Grandparents are expected to come under pressure to step in to provide childcare if schools shut as a result of the coronavirus, but this could increase their already heightened risk of contracting the illness.
Boris Johnson last week played down the prospect of widespread school closures, saying they should stay open “if possible”. But Prof Chris Whitty, the chief medical officer for England, has warned that in the event of a major epidemic, schools may have to shut – and if they do it will be “for quite a long period of time, probably more than two months”.
Schools are making plans for online lessons in the event of closures, but for working parents the crucial issue will be childcare. Many are likely to ask grandparents to help, which would be risky for older people, for whom the impact of the illness is greater.
The death rate from coronavirus is significantly higher among older people generally, and among those with conditions often associated with age, such as heart disease, diabetes, respiratory problems and hypertension.
Parents are entitled to take a “reasonable amount of time off work” to deal with an emergency involving a dependant, according to government rules, but they will not necessarily be paid for the time – and the rules say parents cannot have time off if they “knew about a situation beforehand”.
Justine Roberts, founder and chief executive of the online parents’ forum Mumsnet, said there would be a “massive knock-on effect, with many parents simply unable to go to work” if schools closed.
“There just isn’t enough childcare capacity in the system to cope with hundreds of thousands of school-age children, not to mention not enough capacity in parents’ wallets to pay for it. And of course large childcare settings would carry the same risks as schools when it comes to spreading the virus.

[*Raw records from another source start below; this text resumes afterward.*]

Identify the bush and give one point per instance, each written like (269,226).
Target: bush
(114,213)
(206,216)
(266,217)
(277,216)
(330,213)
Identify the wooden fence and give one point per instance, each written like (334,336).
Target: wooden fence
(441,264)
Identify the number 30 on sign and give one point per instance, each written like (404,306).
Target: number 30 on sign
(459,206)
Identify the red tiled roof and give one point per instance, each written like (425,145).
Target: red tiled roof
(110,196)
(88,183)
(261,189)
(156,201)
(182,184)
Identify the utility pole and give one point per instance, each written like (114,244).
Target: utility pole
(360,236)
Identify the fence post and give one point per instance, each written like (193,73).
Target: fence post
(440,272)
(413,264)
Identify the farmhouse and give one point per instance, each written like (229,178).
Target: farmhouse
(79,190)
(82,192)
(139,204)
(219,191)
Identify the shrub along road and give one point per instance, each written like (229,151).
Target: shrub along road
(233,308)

“If there are mass school closures, the most likely outcome is that parents who can work from home will do so, and those who can’t – including emergency and NHS workers – will be in an extremely difficult position.”

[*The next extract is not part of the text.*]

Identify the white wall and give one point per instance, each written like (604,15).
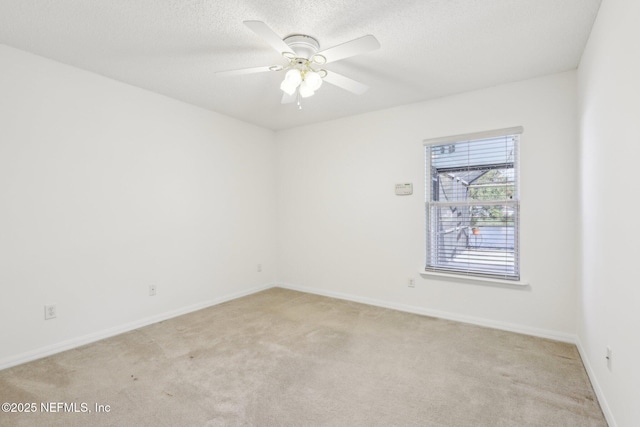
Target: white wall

Working parents already rely heavily on grandparents to help with childcare, she added. More than 60% of grandparents look after their grandchildren either year-round or in the school holidays, according to a 2018 survey by Gransnet, Mumsnet’s sister site. One in five has given up work or reduced their working hours to do so.
Roberts said: “The evidence is that coronavirus affects older people much more seriously than younger people, so parents will be in a bind. If they’re confident their children are not likely to be carriers, they might ask grandparents for even more childcare favours, but they won’t want to put them at risk if the children have been in contact with possible carriers.”
Thousands of comments about coronavirus have been posted on Mumsnet in the past few weeks. One said: “Me and my husband and sister all work in ‘essential services’. My mother is often a back-up plan for emergency childcare, but she is currently undergoing chemotherapy so I won’t be considering sending the children there. Most of my friends have ‘essential’ jobs too. I usually am all about pulling together and taking turns to mind the kids but I don’t think that will be an option.”
Many families are also wrestling with whether to discourage older relatives from social interaction because of the risks of infection, knowing that loneliness and isolation may increase as a result. Many older people look forward to classes, group outings and social activities, and if the government call for “social distancing”, the impact will be especially hard on those who live alone, say experts.
“Many people will miss their family and friends and taking part in their hobbies. It shows how important friendship and connection are in our lives, and how difficult it can be when they’re missing,” said Kate Shurety, executive director of the Campaign to End Loneliness.
Caroline Abrahams of Age UK said coronavirus was challenging for older people. “That’s why it is more important than ever to be vigilant and look out for older friends, neighbours and relatives to make sure they’re OK. If someone has been advised to self-isolate, or is just worried about going out, there are still plenty of things you can do to help, like picking up shopping or running some errands.”